By bringing the community in from the start, especially the kids, they have been empowered to take ownership of Jubes, and do their best to keep it running smoothly. Sife says the trail maintenance has been structured like Bush Care, and once this group of kids age out, the hope is that it will be passed down to the younger crowd and continue to evolve in that manner.
Just the beginning of the new Jubes
This is only the first stage of what is planned for Golden Jubilee, and the park will continue to expand. But Ku-ring-gai Council is on the front foot and trying to adopt this community model elsewhere in the LGA.
“The council has been very proactive, we’ve heard in the last couple of days they have put up some signs at a few different trails around Ku-ring-gai — which normally would have been destroyed — saying ‘if you want to keep this trail, please contact council and let’s rebuild it together,'” says Underwood.
Through Covid lockdowns, there have been a lot of new trails and jump lines that have popped up, and subsequently been bulldozed by land managers — A Current Affair even picked up the story of a few groms building trails in western Sydney. The approach Ku-ring-gai is taking is progressive, and it will likely amount to a better outcome for all involved.

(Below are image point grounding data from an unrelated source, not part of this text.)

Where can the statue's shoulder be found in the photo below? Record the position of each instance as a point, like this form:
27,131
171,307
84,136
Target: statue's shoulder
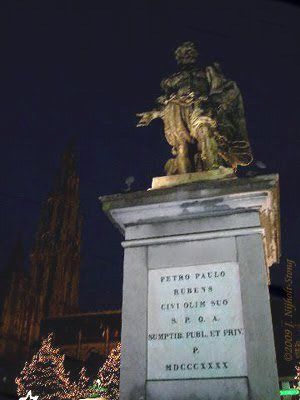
171,81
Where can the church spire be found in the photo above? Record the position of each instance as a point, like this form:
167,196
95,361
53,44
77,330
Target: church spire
55,260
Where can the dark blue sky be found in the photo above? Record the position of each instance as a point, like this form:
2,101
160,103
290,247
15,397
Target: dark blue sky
85,68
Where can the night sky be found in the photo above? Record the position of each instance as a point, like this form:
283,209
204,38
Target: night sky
84,68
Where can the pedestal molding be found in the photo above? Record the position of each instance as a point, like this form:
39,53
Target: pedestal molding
192,237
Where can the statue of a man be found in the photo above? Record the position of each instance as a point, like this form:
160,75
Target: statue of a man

“We just can’t provide everything for everyone,” says Sife. “But if we can create these partnerships so people understand the limitations and we can educate them about what we’re trying to protect, we can find ways to provide high-quality experiences for people to enjoy. It’s a win-win.”

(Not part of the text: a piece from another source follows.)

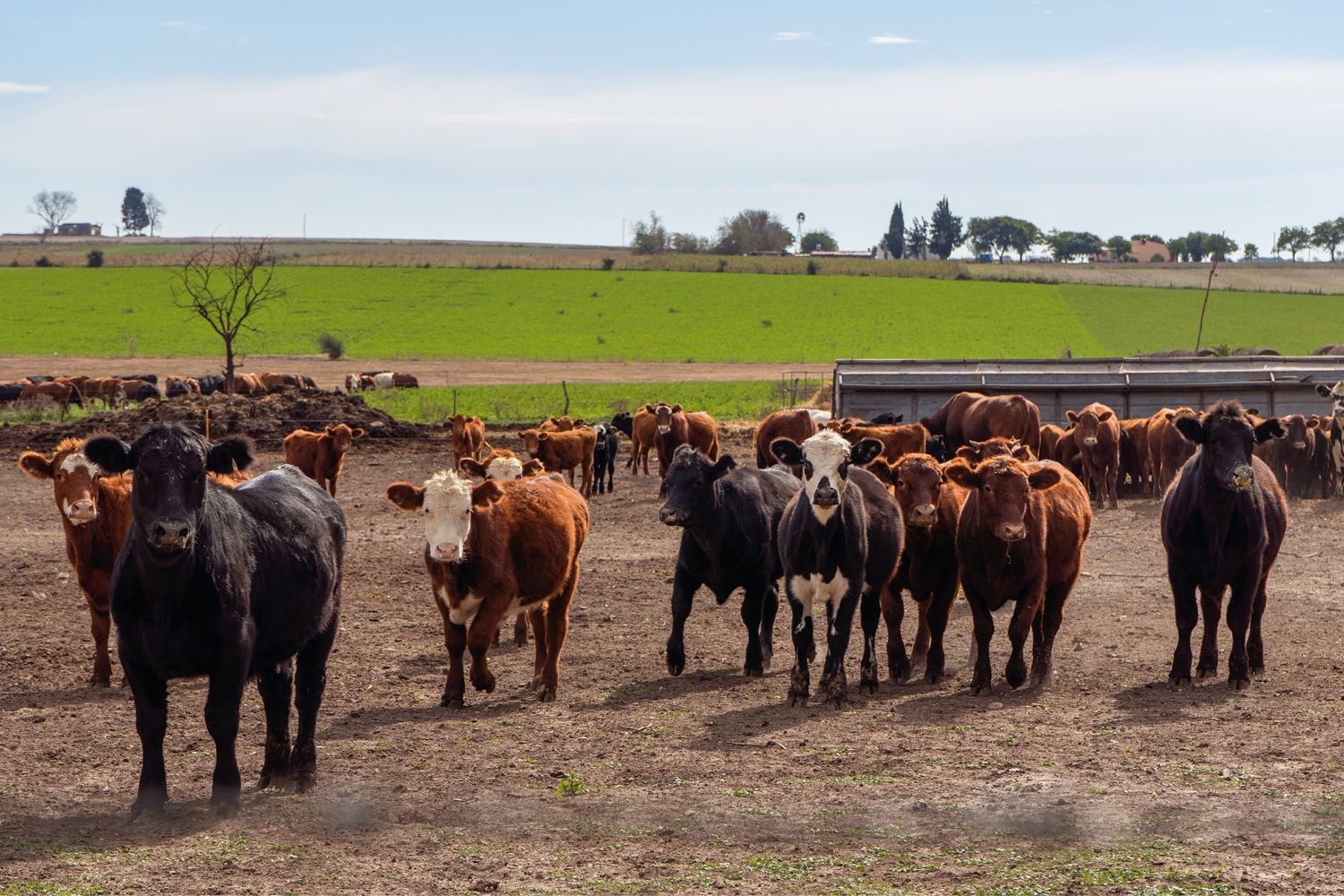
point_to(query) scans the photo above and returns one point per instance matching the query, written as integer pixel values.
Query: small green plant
(572, 785)
(332, 347)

Hall continues, “I’d like to see more councils being this proactive. The way that they’ve engaged the community is really something that needs to be applauded. Even though it’s still not for everyone, we’ve ticked a lot of boxes as to what those kids were already building in the bush. It gives them exactly what they want and they’re still working with them on some other trails.”
Sife tells Flow that he has heard from other councils and community groups asking for advice about doing something similar in their area.
It’s not a one size fits all solution that will work for every council, but this model hits two birds with one stone. Local riders get a rad place to ride, and are disincentivised from going out into the bush, because bike parks like Golden Jubilee are bigger and better than anything they make with shovels and pickaxes.